CMS Update: Policy Initiatives Tackle Drug Pricing, Coverage Reform

Publication
Article
Specialty Pharmacy TimesNovember/December
Volume 9
Issue 7

In a session held at the National Association of Specialty Pharmacy Annual Meeting and Educational Conference, Kara E Cardinale, MPA, provided an update on regulatory actions in the health care space by the Centers for Medicare and Medicaid Services (CMS) and Department of Health and Human Services.

In a session held at the National Association of Specialty Pharmacy Annual Meeting and Educational Conference, Kara E Cardinale, MPA, provided an update on regulatory actions in the health care space by the Centers for Medicare and Medicaid Services (CMS) and Department of Health and Human Services (HHS).

HHS DRUG PRICING BLUEPRINT

In May 2018, the Trump administration released a blueprint for drug pricing reform, “American Patients First,” which highlighted several strategies aimed at lowering prescription drug costs. Cardinale spoke to the 4 key policy principles that make up the plan’s framework: increased competition, better negotiation, incentives for lower list prices, and reduced patient out-of-pocket costs.

Cardinale noted that promoting competition in the biologic drug space is part of the plan’s strategy to increase competition. An upcoming FDA guidance on the requirements needed to demonstrate interchangeability between reference and biologics that can be substituted, along with the agency’s recently released Biosimilar Action Plan, mark important first steps. Other interest areas highlighted in the plan include shifting drugs from Medicare Part B to Part D, implementing value-based purchasing arrangements, addressing ways to lower rebates, and eliminating pharmacy gag clauses.

STEP THERAPY

According to Cardinale, HHS Secretary Alex Azar has said that the biggest impact in reform could be applying Part D negotiating tools to Medicare Part B drugs. In an August 2018 memo, CMS announced that Medicare Advantage plans can voluntarily elect to implement Part B drug step therapy edits in 2019. Under the policy, savings that the plan generates through negotiations with drug manufacturers must be shared with at least half of beneficiaries through value cards and other incentives. Plans that participate must offer drug management care coordination services to beneficiaries.

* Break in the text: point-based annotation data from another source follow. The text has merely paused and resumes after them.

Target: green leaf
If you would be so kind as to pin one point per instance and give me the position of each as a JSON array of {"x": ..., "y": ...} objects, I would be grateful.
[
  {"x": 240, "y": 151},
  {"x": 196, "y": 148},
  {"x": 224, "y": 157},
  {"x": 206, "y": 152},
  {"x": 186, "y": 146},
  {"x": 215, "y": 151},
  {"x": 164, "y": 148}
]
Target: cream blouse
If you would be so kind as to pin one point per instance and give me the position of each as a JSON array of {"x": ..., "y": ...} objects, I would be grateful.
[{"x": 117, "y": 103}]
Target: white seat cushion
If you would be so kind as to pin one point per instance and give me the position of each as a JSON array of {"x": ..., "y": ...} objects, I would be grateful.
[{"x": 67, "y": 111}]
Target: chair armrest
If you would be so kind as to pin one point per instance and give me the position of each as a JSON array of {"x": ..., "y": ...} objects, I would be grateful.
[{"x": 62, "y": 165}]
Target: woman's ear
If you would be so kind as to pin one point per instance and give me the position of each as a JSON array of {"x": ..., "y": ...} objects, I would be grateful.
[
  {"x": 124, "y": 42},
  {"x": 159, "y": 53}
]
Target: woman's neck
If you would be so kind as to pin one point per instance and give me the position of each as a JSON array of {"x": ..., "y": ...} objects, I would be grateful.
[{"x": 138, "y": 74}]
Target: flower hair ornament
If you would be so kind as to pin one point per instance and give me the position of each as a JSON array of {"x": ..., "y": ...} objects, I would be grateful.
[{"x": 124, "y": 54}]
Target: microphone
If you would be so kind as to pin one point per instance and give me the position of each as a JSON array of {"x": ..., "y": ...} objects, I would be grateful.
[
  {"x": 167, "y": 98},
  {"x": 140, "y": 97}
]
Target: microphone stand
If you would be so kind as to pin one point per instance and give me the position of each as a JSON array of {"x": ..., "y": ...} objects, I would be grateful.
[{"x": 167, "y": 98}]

“CMS is projecting savings on average of between 15% and 20% as a result of step therapy,” Cardinale said in the presentation. “This is in place for 2019, but CMS could consider making this a more permanent program beginning in 2020.”

COMPETITIVE ACQUISITION PROGRAM

Cardinale also addressed HHS’ interest in a possible restart of the Medicare Competitive Acquisition Program (CAP), with aims to introduce more competition and move toward a market-based pricing approach. CAP was initially established in the Medicare Prescription Drug, Improvement, and Modernization Act of 2003 and implemented by CMS in 2008; however, it was not successful due to a lack of provider uptake combined with complexity and implementation issues.

“Given the significant growth of Part B drugs, policymakers have been interested in revitalizing something like this,” Cardinale said in the presentation.

The Medicare Payment Advisory Commission released a recommended drug value model, which is modeled after the original CAP program. Possible key elements of the program include a limited number of vendors, formulary with utilization management tools, shared sav- ings for both providers and vendors, and lower beneficiary cost sharing. However, Cardinale noted that such a program would likely not be implemented until at least 2020.

INDICATION-BASED PRICING

Currently, CMS policy requires Part D plans that include a particular drug on their formulary to cover the drug for all indications approved by the FDA. CMS announced in August 2018 that Part D plans will have the option of implementing indication-based pricing formulary design beginning in 2020. The policy is intended to provide Part D plan sponsors with additional negotiating leverage to use with manufacturers to drive down beneficiary and program costs.

Looking ahead, Cardinale said she expects more policies to emerge with a focus on point-of-sale rebates and other changes to rebate policies, including specialty pharmacy assessment and direct and indirect remuneration fees. Based on current discussions, future initiatives will likely foster more value-based contracting in Part D and increased flexibility for utilization management tools, she added.